What happens when Spark master fails?

2019-02-12 15:18发布

问题:

Does the driver need constant access to the master node? Or is it only required to get initial resource allocation? What happens if master is not available after Spark context has been created? Does it mean application will fail?

回答1:

The first and probably the most serious for the time being consequence of a master failure or a network partition is that your cluster won't be able to accept new applications. This is why Master is considered to be a single point of failure when cluster is used with default configuration.

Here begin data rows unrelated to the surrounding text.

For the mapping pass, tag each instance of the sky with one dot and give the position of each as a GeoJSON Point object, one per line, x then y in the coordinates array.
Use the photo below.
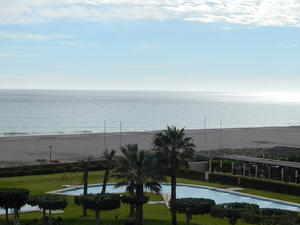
{"type": "Point", "coordinates": [192, 45]}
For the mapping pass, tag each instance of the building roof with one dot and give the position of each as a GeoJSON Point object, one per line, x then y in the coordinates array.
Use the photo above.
{"type": "Point", "coordinates": [283, 151]}
{"type": "Point", "coordinates": [265, 161]}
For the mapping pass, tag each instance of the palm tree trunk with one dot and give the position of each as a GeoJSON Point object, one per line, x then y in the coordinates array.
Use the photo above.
{"type": "Point", "coordinates": [131, 213]}
{"type": "Point", "coordinates": [187, 219]}
{"type": "Point", "coordinates": [6, 216]}
{"type": "Point", "coordinates": [105, 179]}
{"type": "Point", "coordinates": [173, 194]}
{"type": "Point", "coordinates": [97, 217]}
{"type": "Point", "coordinates": [44, 216]}
{"type": "Point", "coordinates": [50, 221]}
{"type": "Point", "coordinates": [85, 190]}
{"type": "Point", "coordinates": [139, 204]}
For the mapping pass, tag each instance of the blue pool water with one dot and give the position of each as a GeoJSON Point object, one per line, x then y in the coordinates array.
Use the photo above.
{"type": "Point", "coordinates": [184, 191]}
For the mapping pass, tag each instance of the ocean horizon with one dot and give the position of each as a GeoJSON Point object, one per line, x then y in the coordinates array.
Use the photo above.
{"type": "Point", "coordinates": [39, 112]}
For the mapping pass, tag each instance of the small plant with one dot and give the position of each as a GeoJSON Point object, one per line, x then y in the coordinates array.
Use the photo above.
{"type": "Point", "coordinates": [11, 198]}
{"type": "Point", "coordinates": [98, 202]}
{"type": "Point", "coordinates": [233, 211]}
{"type": "Point", "coordinates": [192, 206]}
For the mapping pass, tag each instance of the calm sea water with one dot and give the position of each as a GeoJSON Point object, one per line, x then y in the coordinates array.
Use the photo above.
{"type": "Point", "coordinates": [26, 112]}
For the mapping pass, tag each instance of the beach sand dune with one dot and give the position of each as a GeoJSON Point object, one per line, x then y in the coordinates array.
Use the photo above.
{"type": "Point", "coordinates": [73, 147]}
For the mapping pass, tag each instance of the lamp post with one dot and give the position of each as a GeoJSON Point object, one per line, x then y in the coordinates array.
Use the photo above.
{"type": "Point", "coordinates": [50, 151]}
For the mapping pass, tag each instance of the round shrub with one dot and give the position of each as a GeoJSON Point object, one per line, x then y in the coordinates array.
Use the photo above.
{"type": "Point", "coordinates": [192, 206]}
{"type": "Point", "coordinates": [233, 211]}
{"type": "Point", "coordinates": [99, 202]}
{"type": "Point", "coordinates": [13, 198]}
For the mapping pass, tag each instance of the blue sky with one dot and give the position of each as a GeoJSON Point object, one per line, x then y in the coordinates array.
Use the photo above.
{"type": "Point", "coordinates": [194, 45]}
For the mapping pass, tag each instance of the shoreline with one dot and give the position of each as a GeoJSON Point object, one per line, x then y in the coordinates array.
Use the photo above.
{"type": "Point", "coordinates": [21, 134]}
{"type": "Point", "coordinates": [73, 147]}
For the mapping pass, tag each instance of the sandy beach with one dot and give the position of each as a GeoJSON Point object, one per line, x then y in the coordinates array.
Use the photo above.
{"type": "Point", "coordinates": [66, 148]}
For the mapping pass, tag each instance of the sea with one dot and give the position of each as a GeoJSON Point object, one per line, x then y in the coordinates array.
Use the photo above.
{"type": "Point", "coordinates": [39, 112]}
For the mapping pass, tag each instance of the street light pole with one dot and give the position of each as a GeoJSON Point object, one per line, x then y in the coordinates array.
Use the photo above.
{"type": "Point", "coordinates": [50, 151]}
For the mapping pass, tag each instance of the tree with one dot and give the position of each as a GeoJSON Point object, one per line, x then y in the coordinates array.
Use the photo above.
{"type": "Point", "coordinates": [108, 159]}
{"type": "Point", "coordinates": [232, 211]}
{"type": "Point", "coordinates": [85, 166]}
{"type": "Point", "coordinates": [192, 206]}
{"type": "Point", "coordinates": [137, 169]}
{"type": "Point", "coordinates": [99, 202]}
{"type": "Point", "coordinates": [271, 217]}
{"type": "Point", "coordinates": [174, 150]}
{"type": "Point", "coordinates": [48, 202]}
{"type": "Point", "coordinates": [12, 198]}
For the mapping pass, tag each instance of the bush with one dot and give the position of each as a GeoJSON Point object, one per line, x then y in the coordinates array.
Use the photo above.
{"type": "Point", "coordinates": [99, 202]}
{"type": "Point", "coordinates": [260, 184]}
{"type": "Point", "coordinates": [233, 211]}
{"type": "Point", "coordinates": [12, 198]}
{"type": "Point", "coordinates": [192, 206]}
{"type": "Point", "coordinates": [48, 202]}
{"type": "Point", "coordinates": [271, 217]}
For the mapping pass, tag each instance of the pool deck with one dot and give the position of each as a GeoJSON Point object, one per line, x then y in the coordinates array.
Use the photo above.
{"type": "Point", "coordinates": [191, 185]}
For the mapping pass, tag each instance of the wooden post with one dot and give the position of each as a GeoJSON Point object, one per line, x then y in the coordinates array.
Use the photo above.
{"type": "Point", "coordinates": [282, 174]}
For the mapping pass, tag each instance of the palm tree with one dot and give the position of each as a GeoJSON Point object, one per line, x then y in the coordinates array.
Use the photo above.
{"type": "Point", "coordinates": [136, 170]}
{"type": "Point", "coordinates": [175, 150]}
{"type": "Point", "coordinates": [85, 166]}
{"type": "Point", "coordinates": [109, 161]}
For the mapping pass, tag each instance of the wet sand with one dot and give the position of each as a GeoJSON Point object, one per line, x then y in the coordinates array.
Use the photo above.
{"type": "Point", "coordinates": [73, 147]}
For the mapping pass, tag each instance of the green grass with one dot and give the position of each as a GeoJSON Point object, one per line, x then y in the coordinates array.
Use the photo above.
{"type": "Point", "coordinates": [157, 214]}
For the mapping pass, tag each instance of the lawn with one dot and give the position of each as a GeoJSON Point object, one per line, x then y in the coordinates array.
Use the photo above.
{"type": "Point", "coordinates": [157, 214]}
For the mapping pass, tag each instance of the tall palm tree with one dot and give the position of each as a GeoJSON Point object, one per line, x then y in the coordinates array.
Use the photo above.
{"type": "Point", "coordinates": [136, 170]}
{"type": "Point", "coordinates": [109, 162]}
{"type": "Point", "coordinates": [174, 150]}
{"type": "Point", "coordinates": [85, 166]}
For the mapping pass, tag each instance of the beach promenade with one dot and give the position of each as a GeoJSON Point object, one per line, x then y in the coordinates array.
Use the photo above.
{"type": "Point", "coordinates": [66, 148]}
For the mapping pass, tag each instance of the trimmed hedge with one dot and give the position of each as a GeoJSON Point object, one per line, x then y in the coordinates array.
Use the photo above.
{"type": "Point", "coordinates": [46, 169]}
{"type": "Point", "coordinates": [249, 182]}
{"type": "Point", "coordinates": [191, 174]}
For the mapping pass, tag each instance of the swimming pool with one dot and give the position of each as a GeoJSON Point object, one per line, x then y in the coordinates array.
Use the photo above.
{"type": "Point", "coordinates": [185, 191]}
{"type": "Point", "coordinates": [193, 191]}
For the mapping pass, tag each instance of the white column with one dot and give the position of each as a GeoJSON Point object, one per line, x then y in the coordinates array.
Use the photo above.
{"type": "Point", "coordinates": [282, 173]}
{"type": "Point", "coordinates": [256, 171]}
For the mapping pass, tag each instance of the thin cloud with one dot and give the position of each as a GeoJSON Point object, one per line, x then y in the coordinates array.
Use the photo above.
{"type": "Point", "coordinates": [14, 55]}
{"type": "Point", "coordinates": [285, 45]}
{"type": "Point", "coordinates": [245, 12]}
{"type": "Point", "coordinates": [30, 36]}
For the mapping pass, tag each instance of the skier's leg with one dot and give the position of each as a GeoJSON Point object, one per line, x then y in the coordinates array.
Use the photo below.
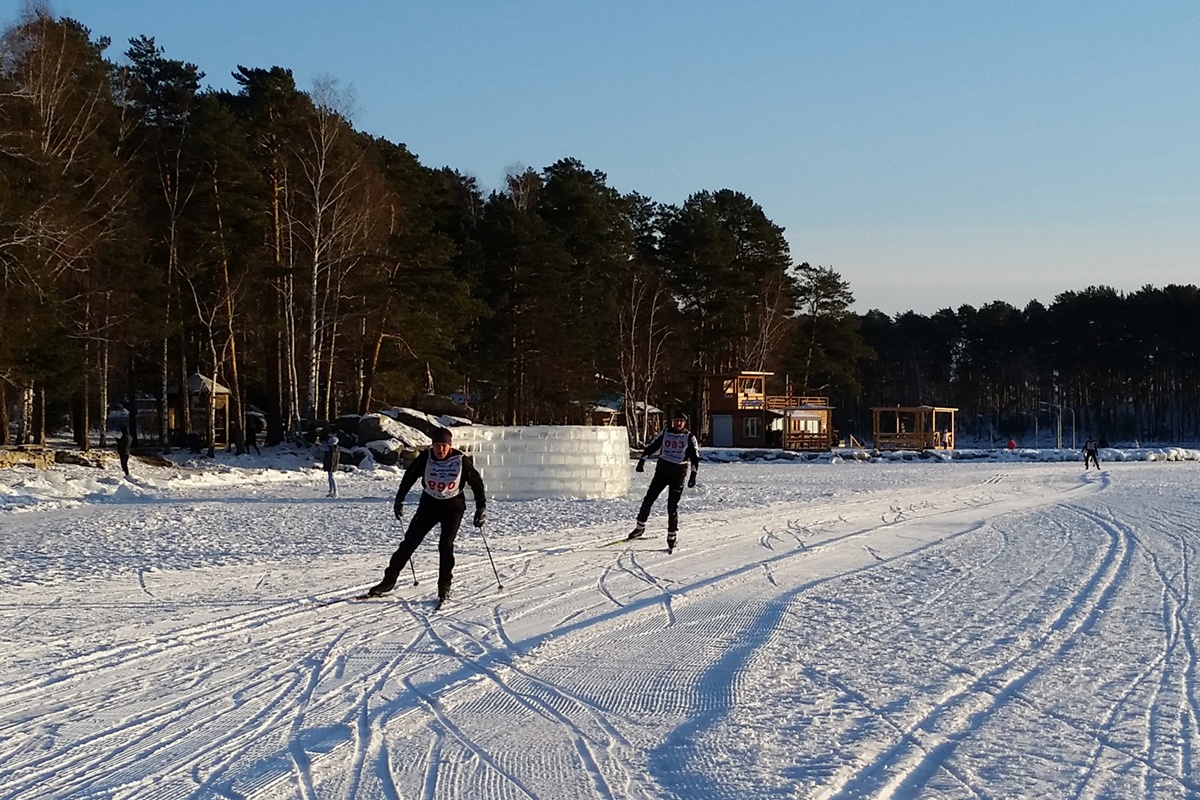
{"type": "Point", "coordinates": [673, 495]}
{"type": "Point", "coordinates": [451, 518]}
{"type": "Point", "coordinates": [658, 483]}
{"type": "Point", "coordinates": [421, 523]}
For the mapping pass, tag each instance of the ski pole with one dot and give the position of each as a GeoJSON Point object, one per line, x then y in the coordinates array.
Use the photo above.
{"type": "Point", "coordinates": [501, 585]}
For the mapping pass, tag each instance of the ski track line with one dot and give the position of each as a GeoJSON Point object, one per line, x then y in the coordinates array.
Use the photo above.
{"type": "Point", "coordinates": [541, 708]}
{"type": "Point", "coordinates": [175, 710]}
{"type": "Point", "coordinates": [472, 747]}
{"type": "Point", "coordinates": [85, 680]}
{"type": "Point", "coordinates": [133, 653]}
{"type": "Point", "coordinates": [1189, 722]}
{"type": "Point", "coordinates": [905, 767]}
{"type": "Point", "coordinates": [139, 731]}
{"type": "Point", "coordinates": [365, 727]}
{"type": "Point", "coordinates": [214, 630]}
{"type": "Point", "coordinates": [1177, 636]}
{"type": "Point", "coordinates": [599, 715]}
{"type": "Point", "coordinates": [300, 763]}
{"type": "Point", "coordinates": [370, 740]}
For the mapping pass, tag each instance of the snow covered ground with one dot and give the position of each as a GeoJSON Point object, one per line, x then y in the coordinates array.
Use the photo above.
{"type": "Point", "coordinates": [899, 629]}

Master loss will be acknowledged by the running applications but otherwise these should continue to work more or less like nothing happened with two important exceptions:

  • application won't be able to finish gracefully
  • if master is down, or network partition affects worker nodes as well, slaves will try to reregisterWithMaster. If this fails multiple times workers will simply give up. At this moment long running applications (like streaming apps) won't be able to continue processing but it still shouldn't result in immediate failure. Instead application will wait for a master to go back on-line (file system recovery) or a contact from a new leader (Zookeeper mode), and if that happens it will continue processing.


回答2:

Below are the steps spark application does, when it starts,

  1. Starts the Spark Driver
  2. Spark Driver, connects to spark master for resource allocation.
  3. Spark Driver, sends the jar attached in spark context to master server.
  4. Spark Driver, keeps polling master server to get the job status.
  5. If there is a shuffling or broadcast in code, data is routed via spark driver. That is why, it is required for spark driver to have sufficient memory.
  6. If there is any operation like take, takeOrdered, or collect, data is accumulater on driver.

So, yes, failing on master will result in executors not able to communicate with it. So, they will stop working. Failing of master will make driver unable to communicate with it for job status. So, your application will fail.



回答3:

Yes, the driver and master communicate constantly throughout the SparkContext's lifetime. That allows driver to:

  • Display detailed status of jobs / stages / tasks on its Web Interface and REST API
  • Listen on job start and end events (you can add your own listeners)
  • Wait for jobs to end (via synchronous API - e.g. rdd.count() won't terminate until job is completed) and get their result

A disconnect between driver and master will fail the job.